The underwhelming data suggest economic growth remained weak in the June quarter, after momentum eased in the second half of 2018.
That builds the case for a third rate cut this year and piles pressure on the country’s newly re-elected government of Prime Minister Scott Morrison to provide more aggressive fiscal support.
“This decline in vacancies, along with other leading labour market indicators, suggests an imminent slowdown in employment growth,” said Catherine Birch, a senior economist at Melbourne-based ANZ bank.
“Weaker jobs growth is a concern.”
Financial markets are pricing in a near 90% chance of a cash rate cut to 0.75% before Christmas. With another 25-basis-point easing already in the price, the local dollar barely moved at $0.7037.
Australia’s labour market has been a rare bright spot in the country’s struggling economy and RBA Governor Philip Lowe had hoped sustained strength in employment would help push the jobless rate lower and spark wage inflation.
A pick-up is increasingly looking unlikely though, with vacancies pointing to a slowdown at a time when the jobless rate has risen to an eight-month high of 5.2% despite strong employment growth.

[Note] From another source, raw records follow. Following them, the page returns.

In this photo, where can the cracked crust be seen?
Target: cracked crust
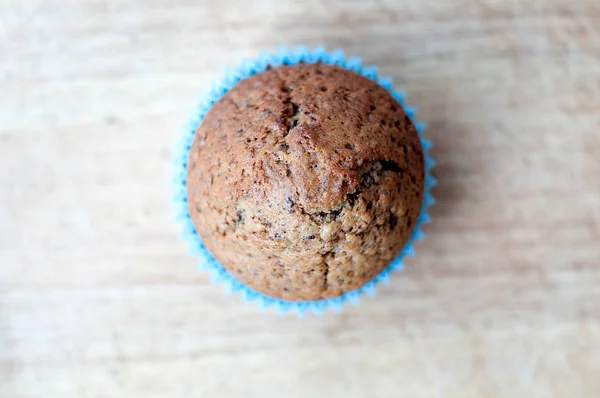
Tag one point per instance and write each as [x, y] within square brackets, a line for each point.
[305, 181]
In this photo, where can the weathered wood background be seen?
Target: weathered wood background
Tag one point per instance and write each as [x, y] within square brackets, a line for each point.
[97, 295]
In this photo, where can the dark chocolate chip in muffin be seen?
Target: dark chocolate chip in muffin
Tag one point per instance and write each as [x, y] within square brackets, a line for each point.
[305, 181]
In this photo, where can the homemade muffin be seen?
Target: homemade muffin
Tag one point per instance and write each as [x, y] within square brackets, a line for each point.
[305, 181]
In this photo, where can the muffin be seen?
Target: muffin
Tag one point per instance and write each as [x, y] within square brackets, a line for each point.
[304, 182]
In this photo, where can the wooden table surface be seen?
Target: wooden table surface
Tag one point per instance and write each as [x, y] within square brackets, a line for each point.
[99, 299]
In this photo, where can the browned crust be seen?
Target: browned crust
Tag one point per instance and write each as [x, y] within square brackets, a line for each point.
[305, 181]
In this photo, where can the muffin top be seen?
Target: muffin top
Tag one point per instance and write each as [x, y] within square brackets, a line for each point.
[305, 181]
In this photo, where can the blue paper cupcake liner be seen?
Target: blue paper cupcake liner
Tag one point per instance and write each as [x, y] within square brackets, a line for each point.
[196, 247]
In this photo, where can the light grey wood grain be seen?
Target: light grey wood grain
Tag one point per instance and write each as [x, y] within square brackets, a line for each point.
[98, 297]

“Right now, it looks as though the labour market is actually becoming looser,” said Callam Pickering, APAC economist at global job site Indeed.
“From a Reserve Bank perspective this data merely confirms that they were right to cut rates despite what was, at the time, a relatively solid labour market. The Reserve Bank is likely to cut again before the end of the year.”
Australia’s A$1.9 trillion ($1.3 trillion) economy, which has dodged a recession since the early 1990s, has hit a soft patch in the past year pressured by a property market slump, weak consumer spending and slackening global demand.
The Reserve Bank of Australia (RBA) responded to a series of sub-par economic data by cutting rates twice since June to an all-time low 1.00%, ending a record spell of unchanged policy since August 2016.
Many analysts believe yet more stimulus is needed, including bigger infrastructure spending by the government.
The outlook does appear slightly better now with housing prices showing tentative signs of revival, the country’s major banks lowering their mortgage rates and the promise of tax cuts for Australian households.
About 10 million middle- and low-income earners are likely to receive a rebate worth up to A$1,080 for the 2018/19 year-ended June 30.
All the same, the country’s retailers are still in a cost-cutting mode with earnings under pressure. Australia’s second-biggest grocery chain Coles Group has unveiled a plan to reduce A$1 billion in costs over the next four years.
Just last month, conglomerate Wesfarmers forecast falling annual earnings at its Kmart discount department stores.
Thursday’s ABS data showed falls in retail sales for food, department stores and clothing while household goods and eating out rebounded after declining in April.
Miserly consumer spending is a major worry for the RBA and many economists expect the current weakness to extend for some time yet.
“Without an acceleration in wages growth, we’re unlikely to see momentum in consumer spending pick up,” said Sarah Hunter, chief economist for BIS Oxford Economics.